Although there are also criticisms of Vision 2030, mostly related to the lack of diversification and the supposed gap between the official narrative and public freedoms [71], SWB increased in Saudi Arabia in recent years and this change can be explained by several factors that were targeted by Vision 2030. Although no prior studies explored the relationship between Vision 2030 and SWB, our findings are broadly consistent with a recent survey conducted by the Saudi Center for Opinion Polling [72]. The survey was administered to a random sample of 2822 adult Saudis using random digit dialing, achieving approximately 96% mobile phone coverage nationwide. Specifically, respondents were asked to reflect on perceived changes during the first five years of the reform program.
The poll provides a nuanced picture that is in line with our finding that increases in SWB are particularly related to social reforms and improved community basics: while 93% of respondents believe that national conditions improved, only 57% report a corresponding improvement in their personal situation. Perceived progress is most pronounced in domains such as women’s employment (94%), government performance (90%), and entertainment (89%), while people believe that progress with male employment (39%), personal financial condition (30%), and home ownership opportunities (44%) are trailing behind. These findings are also in line with the objective reality that social liberalization was accompanied by modest economic growth in the late 2010s and early 2020s [13]. Where participation of women in the workforce, quality of life, and leisure opportunities expanded significantly, diversification of the economy and foreign investments in the economy were lagging behind.

5.2. Limitations

There are several limitations to our study. First, our results should be cautiously interpreted as they represent conditional associations rather than causal relationships. Moreover, our data only allow for a medium-run assessment. In this regard, it cannot be expected that the reforms happen overnight, and time is needed for some interventions (e.g., economic diversification, female empowerment) to reach their full potential. Likewise, our study is unable to look in detail at regional disparities in SWB within Saudi Arabia.
Second, although our sample is reasonably representative for the Saudi population, it is likely that some groups are underrepresented. Although GWP intends to include both Saudi nationals and migrants in its sampling frame, it is likely that low-education migrants are underrepresented due to limited phone access, inaccessible housing, fear of surveys, and language mismatches (i.e., the survey not available in a language they understand). In addition, we acknowledge limitations of relatively small sample sizes in capturing the subgroup dynamic.
The third and the most significant limitation of this study is that, due to a lack of more granular data, the impact of Vision 2030 was estimated using a dummy variable, using the official implementation date of Vision 2030 as the starting point of the program. Despite our results when controlling for COVID-19 and oil-related shocks, Vision 2030 represents a complex, multi-dimensional initiative that unfolds progressively across a wide range of policy areas. Moreover, many reforms, such as the decree allowing women to drive, were announced and implemented at different times. Although our binary approach offers a useful starting point for detecting general trends, future research should employ reform-specific timelines to more accurately identify and attribute policy effects.
A final and related limitation of this study is that it does not allow for an examination of the effects of specific initiatives under Saudi Vision 2030. As stated, Vision 2030 is a multi-faceted program and a greater differentiation between types of reforms (e.g., legal, educational, and infrastructural) could also help us to find out what works for whom under which circumstances. In this regard, future field experiments and policy evaluation studies in Saudi Arabia could address these issues and further investigate the impact of these reforms steering Saudi Arabia to a more socially sustainable society. Qualitative research could in this regard also help to better understand changes in SWB and what is important for people’s SWB, e.g., [73].

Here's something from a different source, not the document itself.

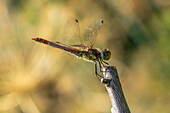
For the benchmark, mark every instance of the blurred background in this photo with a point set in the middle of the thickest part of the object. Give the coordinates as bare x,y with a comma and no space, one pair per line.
35,78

6. Conclusions and Policy Implications

In this article, we examined SWB in Saudi Arabia following the most recent reforms under Saudi Vision 2030. SWB reflects on how people experience their life and is therefore a good outcome measure to gauge developments in social sustainability or the ability of a society to maintain and improve the well-being of its people. Despite the challenges Saudi Arabia faced in implementing Vision 2030—related to the COVID-19 and low oil prices—we found an increase in SWB after the implementation of these reforms, particularly with regard to the affective component of SWB. Although, on average, the entire population experienced improvements in SWB, the increase in affective well-being is particularly notable among women. Overall, these positive shifts in SWB could be linked primarily to better access to essential community services, followed by greater financial sufficiency, more favorable views of social life, and a heightened sense of personal freedom.
Our study has some policy implications. First, given that the largest contribution to the increase in SWB stemmed from improvements in community basics, it is important to sustain and expand investment in public infrastructure and urban planning. Furthermore, greater personal freedom and the empowerment of women, through enhanced access to employment, mobility, and social life, appear to have significantly contributed to higher SWB. To further promote SWB, it is crucial to continue expanding civil liberties and implementing legal and social reforms that advance women empowerment. Targeted initiatives, such as childcare support and female entrepreneurship programs, can play an important role in this regard.
Second, SWB improved despite the COVID-19 pandemic and modest economic growth. This suggests that Saudi Arabia’s experience demonstrates how social reforms can buffer the SWB effects of limited economic growth. Nevertheless, the long-term sustainability of SWB improvements likely depends on continued economic modernization and diversification efforts that reduce dependence on oil. While economic growth was not the primary driver of SWB gains in the early phase of Vision 2030, it remains a pivotal foundation for sustaining SWB over time and funding reforms in the social domain. Hence, Vision 2030 underscores the critical role of social reforms while also highlighting the limitations of SWB improvements in the absence of robust economic growth, which is also evidenced by limited improvements in the Cantril ladder scores over time.
Third, and related to the previous point, it is important that future economic growth does not come at the expense of other key determinants of SWB. Evidence suggests that despite decades of substantial economic growth, SWB stagnated or only marginally increased in wealthier nations [74]. One explanation is that economic growth can be accompanied by declines in non-income drivers of happiness, such as interpersonal relationships and environmental conditions in the case of China [75,76]. Policymakers should therefore integrate SWB indicators into economic policy planning to ensure that the benefits of growth translate into meaningful improvements in SWB. It is essential to recognize that economic growth is not neutral: its impact depends on how it is achieved and how its benefits are distributed [77]. This should be further examined in future research.

Author Contributions

Methodology, M.J.B.; validation, M.J.B. and E.A.; formal analysis, M.J.B. and E.A.; data curation, M.J.B.; writing—original draft preparation, M.J.B.; writing—review and editing, M.J.B. and E.A.; visualization, M.J.B. and E.A.; funding acquisition, M.J.B. All authors have read and agreed to the published version of the manuscript.

Funding

This project has received funding from the European Union’s Horizon 2020 research and innovation program under grant agreement No 101094546. Views and opinions expressed are, however, those of the authors only and do not necessarily reflect those of the European Union. Neither the European Union nor the granting authority can be held responsible for them.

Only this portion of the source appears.